Track Token Usage Graphically

Pipe your token data into an observability platform (like Grafana, Datadog, etc.) to answer:

• “What is the total cost per day per production environment?”
• “What is the average cost per user query?”
• “Which feature is costing the most money?”

Calculate Cost-per-Feature

Example Scenario: “After tracking costs, it was found that the ‘auto-summarise’ feature, which was rarely used, was responsible for 40% of the total cost. This was because it ran on GPT-4 for every new document, even if no user ever read the summary. The team immediately changed this to be an ‘on-demand’ feature, saving 40% of their bill.”

This also enables less important features to be identified and switched off in emergencies where token usage is too high in the system.

Cost Mitigations

• Prompt Caching: A huge cost saver.

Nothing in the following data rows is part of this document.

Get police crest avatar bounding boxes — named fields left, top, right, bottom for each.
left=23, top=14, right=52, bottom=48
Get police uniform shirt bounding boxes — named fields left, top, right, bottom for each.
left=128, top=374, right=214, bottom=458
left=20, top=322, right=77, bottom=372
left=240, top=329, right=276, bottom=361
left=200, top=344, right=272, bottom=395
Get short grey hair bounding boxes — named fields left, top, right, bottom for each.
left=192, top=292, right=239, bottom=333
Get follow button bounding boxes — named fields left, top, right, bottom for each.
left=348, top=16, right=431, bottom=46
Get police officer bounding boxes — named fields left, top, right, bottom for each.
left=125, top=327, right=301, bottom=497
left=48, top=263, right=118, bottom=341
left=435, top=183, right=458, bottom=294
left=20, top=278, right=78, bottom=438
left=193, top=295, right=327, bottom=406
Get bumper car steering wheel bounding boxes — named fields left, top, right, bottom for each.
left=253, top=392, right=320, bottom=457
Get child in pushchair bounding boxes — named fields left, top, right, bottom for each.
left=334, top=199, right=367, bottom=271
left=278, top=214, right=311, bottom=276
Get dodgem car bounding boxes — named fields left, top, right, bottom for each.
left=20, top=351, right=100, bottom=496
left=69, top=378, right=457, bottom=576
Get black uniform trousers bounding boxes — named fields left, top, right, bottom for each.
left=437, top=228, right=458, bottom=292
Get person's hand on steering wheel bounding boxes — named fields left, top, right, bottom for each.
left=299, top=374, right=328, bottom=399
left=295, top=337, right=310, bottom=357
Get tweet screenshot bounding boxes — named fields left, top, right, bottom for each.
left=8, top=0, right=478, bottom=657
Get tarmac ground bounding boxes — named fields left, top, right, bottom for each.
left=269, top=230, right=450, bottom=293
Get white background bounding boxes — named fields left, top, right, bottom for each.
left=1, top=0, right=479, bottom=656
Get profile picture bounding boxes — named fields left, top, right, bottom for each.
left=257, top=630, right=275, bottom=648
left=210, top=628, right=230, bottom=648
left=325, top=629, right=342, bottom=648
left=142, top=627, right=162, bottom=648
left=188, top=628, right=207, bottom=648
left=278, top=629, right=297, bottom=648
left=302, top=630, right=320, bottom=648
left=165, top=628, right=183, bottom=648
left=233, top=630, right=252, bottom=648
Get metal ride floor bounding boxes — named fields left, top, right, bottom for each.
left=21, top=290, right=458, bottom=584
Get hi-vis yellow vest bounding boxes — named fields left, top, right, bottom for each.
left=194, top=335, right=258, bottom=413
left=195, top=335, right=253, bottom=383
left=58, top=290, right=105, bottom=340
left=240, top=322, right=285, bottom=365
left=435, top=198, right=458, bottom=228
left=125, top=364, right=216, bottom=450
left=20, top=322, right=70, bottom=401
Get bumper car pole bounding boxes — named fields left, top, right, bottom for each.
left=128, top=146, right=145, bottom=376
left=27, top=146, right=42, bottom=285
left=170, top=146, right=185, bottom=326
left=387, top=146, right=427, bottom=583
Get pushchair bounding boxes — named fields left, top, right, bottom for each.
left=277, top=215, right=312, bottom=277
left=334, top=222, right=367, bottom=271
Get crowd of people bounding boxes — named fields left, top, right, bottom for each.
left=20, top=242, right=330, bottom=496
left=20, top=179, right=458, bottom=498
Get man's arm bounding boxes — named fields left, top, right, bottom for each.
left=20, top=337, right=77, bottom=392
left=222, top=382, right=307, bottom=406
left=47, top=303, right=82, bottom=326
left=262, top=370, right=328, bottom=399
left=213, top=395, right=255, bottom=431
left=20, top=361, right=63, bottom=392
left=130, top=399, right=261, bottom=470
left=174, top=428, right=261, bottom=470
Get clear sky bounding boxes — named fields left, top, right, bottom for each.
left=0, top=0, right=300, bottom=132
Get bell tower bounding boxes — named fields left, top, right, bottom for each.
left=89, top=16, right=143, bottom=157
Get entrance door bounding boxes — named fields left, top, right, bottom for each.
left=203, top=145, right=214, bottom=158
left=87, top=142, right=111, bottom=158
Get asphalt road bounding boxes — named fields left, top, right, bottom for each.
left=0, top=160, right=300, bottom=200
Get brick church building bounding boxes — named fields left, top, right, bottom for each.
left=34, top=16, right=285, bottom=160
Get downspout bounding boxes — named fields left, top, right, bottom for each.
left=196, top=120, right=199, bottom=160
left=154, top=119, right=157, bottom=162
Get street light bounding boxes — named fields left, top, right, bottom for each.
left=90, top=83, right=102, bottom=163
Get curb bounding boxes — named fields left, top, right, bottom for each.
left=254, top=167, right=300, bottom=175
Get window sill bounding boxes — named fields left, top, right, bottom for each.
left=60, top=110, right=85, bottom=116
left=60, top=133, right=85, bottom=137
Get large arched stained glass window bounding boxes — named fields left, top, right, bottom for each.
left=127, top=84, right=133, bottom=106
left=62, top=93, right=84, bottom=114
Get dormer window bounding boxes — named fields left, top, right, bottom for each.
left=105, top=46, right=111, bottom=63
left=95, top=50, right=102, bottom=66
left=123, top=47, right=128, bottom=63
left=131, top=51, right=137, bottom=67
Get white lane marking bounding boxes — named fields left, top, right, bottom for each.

Reusing context can be 50-90% cheaper if reused within a certain window.
• Batch Pricing: Many providers offer a Batch API (non-real-time) which is usually 50% cheaper for tasks that don’t need an instant response.
• Feature Flags: Use feature flags to switch off features that may use a significant amount of tokens.
• Using smaller models usually results in lower costs.
• Often older models being phased out have higher costs to encourage migration.

Conclusion

Evaluating token usage is an iterative process. By combining safety design (circuit breakers), rate limit planning (tiers and regions), and cost observability (dashboards), you ensure that your model application remains both stable for users and sustainable for the business.